EP0839123A1 - Calcium hydroxide re-alkalization method

Info

Publication number: EP0839123A1
Application number: EP97919236A
Authority: EP
Inventors: Hans Joachim Badzong
Original assignee: Individual
Current assignee: Individual
Priority date: 1996-05-19
Filing date: 1997-04-29
Publication date: 1998-05-06
Also published as: CH692297A5; WO1997044295A1

Abstract

A method is presented for restoring the alkaline environment in carbonatized top layers of concrete, by activating the calcium hydroxide contained in the concrete. By analogy to observed natural processes, an electrochemical method is described that is intended to re-alkalize the carbonatized top layer, and re-passivate the steel reinforcements that are no longer protected from corrosion by an alkaline environment by means of drying/humidification cycles. This method presupposes parts made of conventional concrete, having the components hardened cement paste, rock aggregate, and capillary pores. The alkaline cement paste, with a pH value of 11-13, is altered chemically over time to carbonatized cement paste with a pH value below 9-10, under the influence of atmospheric carbon dioxide. In contrast to alkaline cement paste, the latter offers no protection against corrosion to the steel reinforcing rods that are immersed in the concrete in reinforced-concrete structures. Increasing risks of corrosions result for civil and structural engineering constructions such as bridges and in industrial constructions. Early recognition of the problem, and restoration of the alkaline environmental conditions for the concrete reinforcements, which protect them from corrosion, contribute to preserving the durability of the construction material.

Description

CALCIUM HYDROXIDE REALCALIZER PROCEDURE

1. Description

The basics of electrochemical realization methods are contained in a large number of publications. The procedure itself must therefore be assumed to be known. For example, Explanation of corrosion protection problems in

- 'Corrosion and corrosion protection (part 5), electrochemical protection processes for reinforced concrete structures' Documentation D065 by the Swiss engineer and architect verems Zurich

1.1 Procedural principles

1.1.1 Concrete carbonation and real quaying in nature:

The carbonation area of the concrete edge zone (3-5cm concrete top layer with reinforcement layer) is found as a scattering area at a depth of up to approx. 30mm.
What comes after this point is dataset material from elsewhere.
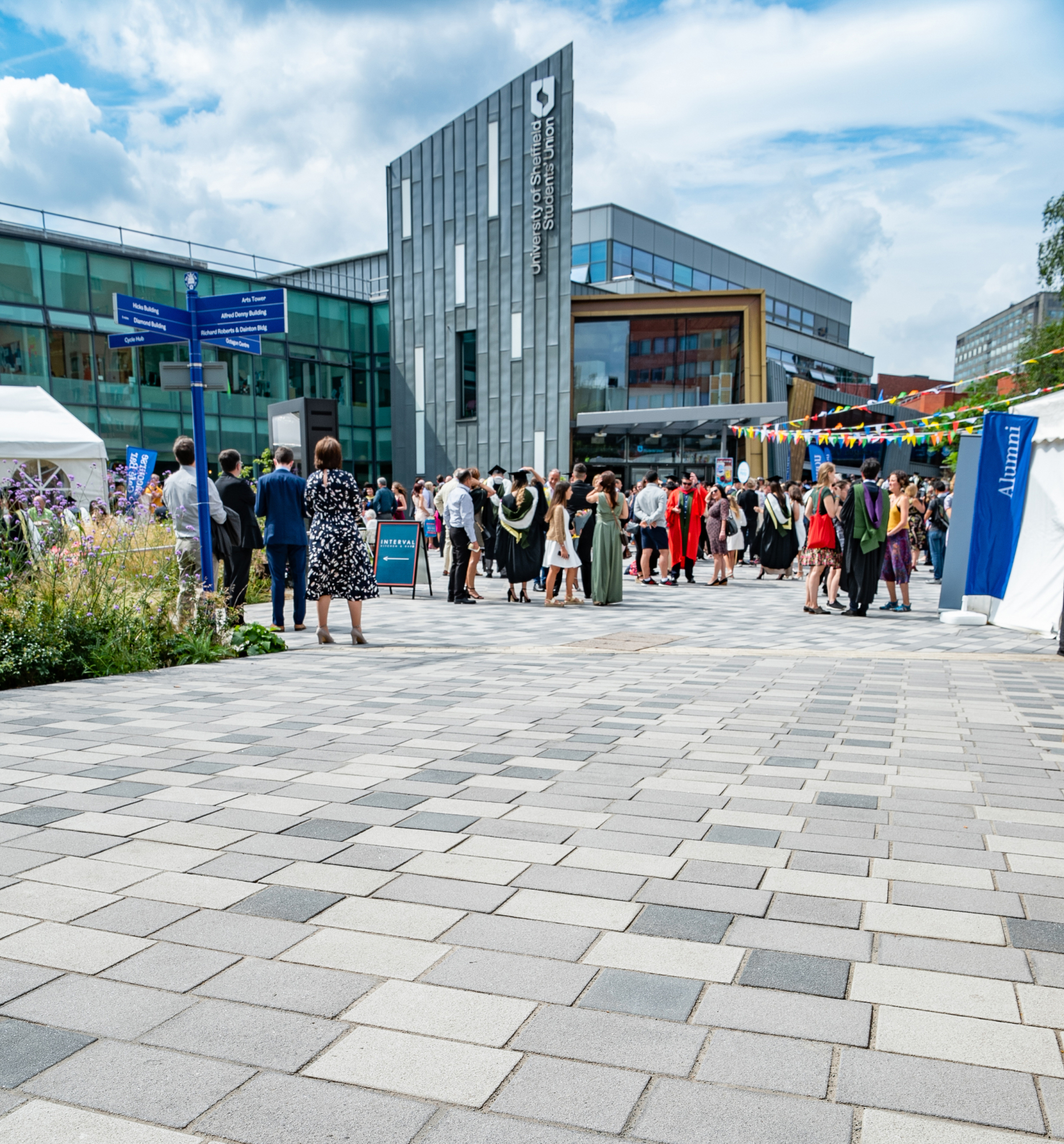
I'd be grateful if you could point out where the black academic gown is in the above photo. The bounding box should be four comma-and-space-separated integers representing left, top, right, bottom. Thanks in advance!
839, 480, 890, 612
Greater carbonation depths are rare and more than 40-50mm are practically never reached.

Conversely, horizontal concrete surfaces rarely have a greater carbonation depth than 3-7mm. The reason lies in the moisture and drying behavior of such concrete edge zones under natural weathering. This results in moisture-dependent ion transport and diffusion phenomena in the concrete edge zone with the formation of more or less pronounced sealing zones in the immediate concrete top layer. This behavior leads to a constant natural realizing process in wet times, interrupted by carbonation in dry periods

1.1.2 Deriving processes from the natural process

The purpose of the CH realizing process is to comprehend the above mentioned realizing processes observed in nature and to restore the alkaline milieu in the already carbonated concrete and in the reinforcement area Mittel electrochemically supported wet / dry cycles, the behavior in nature is reproduced in a time-lapse process and the carbonated edge zone area is restored to an alkaline state (realized). In addition, the concrete surface can be provided with a seal in order to permanently maintain the realization

1.1.3 State of alkalinity in existing reinforced concrete structures

Depending on the water cement value WZ (ratio of added water / cement content), the cement stone in the finished concrete contains 10-15 vol% calcium hydroxide Ca (OH) ₂ (gel water), corresponding to approx. 30-45 liters per m ³ concrete at carbonation depths of 20mm ( Carbonation Ca (OH) 2 + CO2 -> CaCθ3 + H2O) the concrete lacks about 0 5-1 liters per m ^{2 of} surface in the upper layer. The task of the CH realizing process is then to compensate for this deficiency from the core concrete reservoir

1.2 Execution of the procedure

1.2.1 Procedure with cycles

The free mobility of the gel water in the crystalline needle felt of the cement stone is fundamentally hampered by adsorption forces on the inner surface of the building material. Overcoming these forces by suitable dimensioning of the electrical field (E field), the duration of the process application and the number of process cycles with alternating (cyclical) water ZDrying treatment is the task of the process. The use of wet / dry cycles alternating between electrochemical ion transport and air-water transport phases leads to step-wise alkalinity accumulation in the concrete top layer. Controlled ion transport is achieved and prevents a larger part of the OH ions from entering the outside Electrolytes escape

The sequence of the wet / dry cycles and the termination of the application of the process takes place according to the charge that has been made and is controlled on the basis of the number of coulombs flowed through. Permanent monitoring of the E field is essential Drawing 1

The effectiveness of the performance components shown and their interaction differs from building to building.Therefore, diagnostic preliminary examinations must be carried out to determine which capillary porosity (test according to SIA 162/1), arrangement and statistical depth distribution of the reinforcement (test with a concrete cover measuring device) and the carbonation spreading range ( Test with phenolphthalein test).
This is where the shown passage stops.